Missing User Warnings

Medium
Confidence
92% confidence
Finding
The description advertises reading compressed context files, timeline review, monitoring, and change detection, but does not present any user-facing warning about privacy, data sensitivity, retention, or where the context is sourced from. Because context files may contain prior prompts, project details, credentials, or personal data, users may enable the feature without understanding that historical conversation content is being read and surfaced.

Vague Triggers

Medium
Confidence
94% confidence
Finding
The article presents broad natural-language triggers such as "continue previous work" and "what was I doing?" that can easily appear in ordinary conversation.

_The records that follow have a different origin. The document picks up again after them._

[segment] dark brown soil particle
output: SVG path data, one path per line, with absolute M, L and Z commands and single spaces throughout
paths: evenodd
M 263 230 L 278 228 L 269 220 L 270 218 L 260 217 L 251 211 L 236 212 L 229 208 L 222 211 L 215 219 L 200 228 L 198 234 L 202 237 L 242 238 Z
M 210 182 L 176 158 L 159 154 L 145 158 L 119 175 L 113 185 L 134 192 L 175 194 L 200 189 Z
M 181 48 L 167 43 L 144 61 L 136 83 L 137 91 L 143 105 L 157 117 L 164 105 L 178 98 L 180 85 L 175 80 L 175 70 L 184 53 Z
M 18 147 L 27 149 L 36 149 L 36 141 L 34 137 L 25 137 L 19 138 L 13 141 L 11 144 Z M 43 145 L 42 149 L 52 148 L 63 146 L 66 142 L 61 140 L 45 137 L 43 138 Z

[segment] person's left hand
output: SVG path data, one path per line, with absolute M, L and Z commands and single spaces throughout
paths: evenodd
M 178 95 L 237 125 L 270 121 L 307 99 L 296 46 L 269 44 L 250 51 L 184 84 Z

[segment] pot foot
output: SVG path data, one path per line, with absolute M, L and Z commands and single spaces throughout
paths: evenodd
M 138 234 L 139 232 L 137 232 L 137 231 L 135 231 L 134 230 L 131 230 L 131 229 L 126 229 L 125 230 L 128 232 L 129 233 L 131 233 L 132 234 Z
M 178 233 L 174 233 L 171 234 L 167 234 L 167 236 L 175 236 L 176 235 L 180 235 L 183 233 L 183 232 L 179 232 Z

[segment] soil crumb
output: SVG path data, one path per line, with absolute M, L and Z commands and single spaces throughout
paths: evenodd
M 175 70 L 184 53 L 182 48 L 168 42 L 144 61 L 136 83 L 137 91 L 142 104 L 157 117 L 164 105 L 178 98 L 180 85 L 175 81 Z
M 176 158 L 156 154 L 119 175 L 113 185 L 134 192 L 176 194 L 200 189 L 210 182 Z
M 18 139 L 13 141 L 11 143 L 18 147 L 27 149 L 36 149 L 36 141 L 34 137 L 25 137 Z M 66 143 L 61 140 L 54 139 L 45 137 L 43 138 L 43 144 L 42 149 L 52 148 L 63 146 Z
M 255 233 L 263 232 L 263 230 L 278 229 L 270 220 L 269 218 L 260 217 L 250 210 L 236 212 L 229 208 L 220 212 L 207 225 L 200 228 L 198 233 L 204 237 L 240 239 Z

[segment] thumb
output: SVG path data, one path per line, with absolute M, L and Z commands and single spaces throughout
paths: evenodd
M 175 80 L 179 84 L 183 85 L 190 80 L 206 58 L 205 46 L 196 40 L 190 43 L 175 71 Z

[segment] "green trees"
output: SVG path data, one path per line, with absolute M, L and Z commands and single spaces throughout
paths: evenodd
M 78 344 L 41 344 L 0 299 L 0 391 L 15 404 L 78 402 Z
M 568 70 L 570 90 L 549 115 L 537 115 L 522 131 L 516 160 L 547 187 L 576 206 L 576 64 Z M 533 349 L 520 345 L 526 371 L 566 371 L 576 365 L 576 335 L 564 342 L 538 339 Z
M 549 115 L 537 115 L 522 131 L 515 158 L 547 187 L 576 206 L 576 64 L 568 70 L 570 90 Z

If the platform binds these phrases directly to skill activation, the skill may restore sensitive prior context unexpectedly, exposing project details or conversation history without a deliberate user action.

Vague Triggers

Medium
Confidence
89% confidence
Finding
The text says the skill "automatically reads compressed context files and restores your work state in seconds" without defining when that automation occurs or what user consent is required. Ambiguous automatic behavior is risky for a context-restoration skill because it may cause unintended access to prior session data in situations where the user only asked a general question.

Missing User Warnings

Medium
Confidence
96% confidence
Finding
The description emphasizes convenience but does not warn users that restoring context may reveal prior conversation content, tasks, project names, and operational history. In this skill's context, the omission is significant because the core function is retrieving potentially sensitive historical data, so users may not appreciate the privacy and confidentiality implications.

VirusTotal

66/66 vendors flagged this skill as clean.